Oil expert warns of recession
By Brian O’Mahony, Chief Business Correspondent
AN oil expert warned yesterday falling oil reserves could trigger a major global economic recession in the longer term.
The warning came as the global economy faced into an uncertain winter. Markets fear prices are likely to rise again as shortage drives up demand.
Crude oil futures rose in Tokyo on expectations cold weather will increase demand for heating fuel while oil prices in New York have risen 2.7% this week as colder weather hit the US and Europe.
Experts warned colder snaps wold push prices higher in the weeks ahead.
Brent crude oil futures in London rose as much as 24 cents, or 0.4% yesterday to $56.45 (€47.89) a barrel as prices firmed.
In Britain the price of gas for delivery in January has risen sharply to well over £1 (€1.45) per therm.
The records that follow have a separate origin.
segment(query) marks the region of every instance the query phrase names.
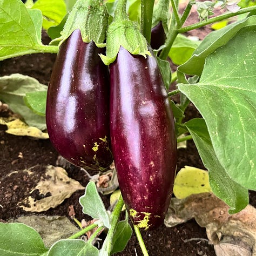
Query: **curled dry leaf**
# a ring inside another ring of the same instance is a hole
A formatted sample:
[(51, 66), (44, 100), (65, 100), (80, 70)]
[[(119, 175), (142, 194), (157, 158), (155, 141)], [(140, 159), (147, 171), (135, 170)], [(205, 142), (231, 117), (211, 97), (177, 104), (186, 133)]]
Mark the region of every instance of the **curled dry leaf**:
[(77, 190), (84, 189), (78, 181), (68, 176), (64, 169), (48, 165), (45, 174), (31, 190), (30, 196), (19, 205), (26, 211), (47, 211), (60, 204)]
[(0, 120), (0, 124), (7, 126), (5, 131), (7, 133), (19, 136), (29, 136), (37, 139), (49, 139), (47, 132), (43, 132), (40, 129), (33, 126), (29, 126), (19, 119), (6, 122), (3, 119)]
[(183, 199), (172, 198), (165, 224), (172, 227), (194, 218), (206, 228), (209, 242), (217, 245), (217, 256), (247, 255), (239, 254), (241, 250), (256, 255), (256, 209), (248, 205), (230, 215), (228, 208), (211, 193), (192, 194)]

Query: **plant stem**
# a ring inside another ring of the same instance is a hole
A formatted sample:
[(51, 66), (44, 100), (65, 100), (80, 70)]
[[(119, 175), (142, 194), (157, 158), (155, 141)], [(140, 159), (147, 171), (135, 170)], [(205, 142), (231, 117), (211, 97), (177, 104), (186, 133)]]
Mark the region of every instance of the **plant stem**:
[(92, 230), (93, 228), (97, 226), (98, 226), (98, 225), (97, 224), (91, 224), (90, 226), (88, 226), (87, 227), (85, 227), (83, 230), (82, 230), (80, 231), (78, 231), (77, 233), (76, 233), (76, 234), (74, 234), (71, 237), (69, 237), (68, 239), (74, 239), (76, 238), (78, 238), (79, 237), (80, 237), (81, 235), (83, 235), (89, 230)]
[(74, 217), (71, 217), (71, 219), (78, 225), (80, 228), (83, 228), (81, 223), (76, 218), (75, 218)]
[(172, 44), (173, 43), (173, 42), (174, 42), (175, 38), (176, 38), (178, 34), (178, 32), (176, 26), (170, 29), (165, 44), (166, 47), (162, 49), (159, 55), (159, 58), (160, 59), (167, 59), (168, 54), (169, 53), (170, 49), (172, 47)]
[(142, 234), (140, 233), (139, 228), (136, 227), (135, 225), (133, 225), (133, 228), (134, 229), (135, 233), (136, 234), (136, 237), (143, 255), (144, 256), (149, 256), (149, 253), (147, 252), (146, 246), (145, 246), (144, 241), (143, 241), (143, 239), (142, 238)]
[(187, 6), (186, 6), (186, 9), (182, 15), (181, 18), (180, 18), (180, 26), (181, 26), (187, 19), (187, 17), (188, 16), (190, 10), (191, 10), (192, 4), (190, 3), (190, 2), (187, 4)]
[(111, 214), (111, 226), (109, 230), (107, 232), (107, 235), (106, 237), (105, 240), (106, 240), (106, 251), (108, 253), (107, 255), (110, 255), (112, 250), (112, 240), (113, 239), (113, 236), (114, 235), (114, 233), (116, 230), (116, 228), (118, 222), (118, 219), (119, 218), (120, 213), (121, 212), (122, 208), (124, 205), (124, 201), (122, 195), (120, 196), (118, 201), (114, 206), (113, 212)]
[(184, 137), (183, 138), (180, 138), (177, 139), (177, 143), (179, 143), (180, 142), (185, 142), (185, 140), (188, 140), (189, 139), (192, 139), (192, 137), (191, 135), (187, 135), (186, 136)]
[(180, 91), (179, 89), (174, 90), (171, 92), (168, 92), (168, 97), (171, 97), (173, 95), (176, 95), (180, 92)]
[(126, 14), (126, 3), (127, 0), (118, 0), (114, 11), (113, 21), (118, 21), (128, 19)]
[(198, 29), (202, 26), (205, 26), (206, 25), (208, 25), (209, 24), (213, 23), (214, 22), (219, 22), (223, 21), (223, 19), (230, 18), (231, 17), (235, 16), (237, 15), (239, 15), (242, 14), (246, 14), (246, 12), (249, 12), (250, 11), (255, 10), (256, 10), (256, 6), (247, 7), (246, 8), (243, 8), (241, 10), (239, 10), (237, 12), (227, 12), (226, 14), (224, 14), (219, 16), (211, 18), (208, 19), (207, 21), (204, 21), (200, 22), (198, 22), (197, 23), (193, 24), (192, 25), (190, 25), (187, 26), (179, 28), (177, 30), (179, 33), (185, 33), (185, 32), (187, 32), (190, 30), (193, 30), (193, 29)]
[(180, 21), (179, 19), (179, 14), (178, 13), (178, 10), (176, 5), (175, 4), (174, 0), (171, 0), (171, 3), (172, 4), (172, 10), (176, 21), (177, 26), (179, 28)]
[(140, 30), (148, 43), (150, 43), (151, 37), (152, 17), (154, 2), (154, 0), (142, 0)]
[(88, 242), (89, 244), (92, 244), (92, 242), (93, 241), (93, 240), (95, 239), (96, 237), (98, 235), (98, 233), (105, 227), (98, 227), (95, 232), (93, 232), (93, 234), (90, 237), (90, 238), (88, 239)]

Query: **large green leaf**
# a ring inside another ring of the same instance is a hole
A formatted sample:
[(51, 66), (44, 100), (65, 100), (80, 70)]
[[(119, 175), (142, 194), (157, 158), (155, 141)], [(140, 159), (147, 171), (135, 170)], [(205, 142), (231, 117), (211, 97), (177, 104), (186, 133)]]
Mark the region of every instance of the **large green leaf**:
[(225, 45), (242, 28), (255, 24), (256, 16), (251, 16), (212, 32), (205, 37), (191, 58), (179, 66), (178, 71), (186, 74), (200, 76), (205, 59), (208, 55)]
[[(0, 77), (0, 100), (8, 104), (15, 113), (21, 114), (29, 125), (42, 130), (46, 129), (45, 118), (34, 113), (25, 105), (23, 98), (27, 93), (46, 90), (46, 85), (28, 76), (12, 74)], [(33, 103), (35, 100), (31, 99)]]
[(173, 63), (181, 65), (191, 57), (200, 43), (200, 41), (193, 41), (179, 34), (170, 50), (169, 56)]
[(99, 219), (105, 227), (110, 227), (110, 215), (98, 193), (95, 183), (93, 181), (88, 183), (85, 193), (79, 198), (79, 201), (83, 206), (84, 213)]
[(206, 123), (228, 175), (256, 190), (256, 25), (241, 29), (206, 60), (199, 83), (179, 84)]
[(213, 193), (227, 204), (230, 213), (235, 213), (249, 202), (248, 190), (234, 181), (221, 166), (215, 153), (203, 118), (185, 123), (192, 135), (204, 166), (209, 171), (209, 181)]
[(42, 11), (44, 17), (43, 28), (46, 30), (50, 26), (58, 25), (66, 14), (66, 4), (64, 0), (37, 0), (32, 9)]
[(20, 0), (0, 0), (0, 60), (36, 52), (57, 52), (41, 43), (42, 16), (28, 10)]
[(99, 250), (80, 239), (63, 239), (54, 244), (47, 256), (98, 256)]
[(47, 251), (39, 234), (32, 227), (22, 223), (0, 223), (0, 255), (39, 256)]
Some months back it was selling for 44p per therm for delivery in the New Year.
Dr Colin Campbell, chairman of the Association for the Study of Peak Oil (ASPO), said oil production would peak in 2010.
From then production will decline 2-3% a year.
Dr Campbell, a former exploration geologist who worked for Texaco and BP, was addressing a seminar in Dublin sponsored by AIB Capital markets.
“Notwithstanding reports to the contrary, discovery has been in relentless decline for the last 40 years despite a worldwide search aimed at the best prospects,” he said, adding analysts have been misled by over-generous reporting of reserves.
While oil supply will not immediately reach a critical level in Ireland, he said: “It is crucial that stringent policies be put in place to ensure more efficient energy usage in Ireland and to create a shift towards use of renewable energy.”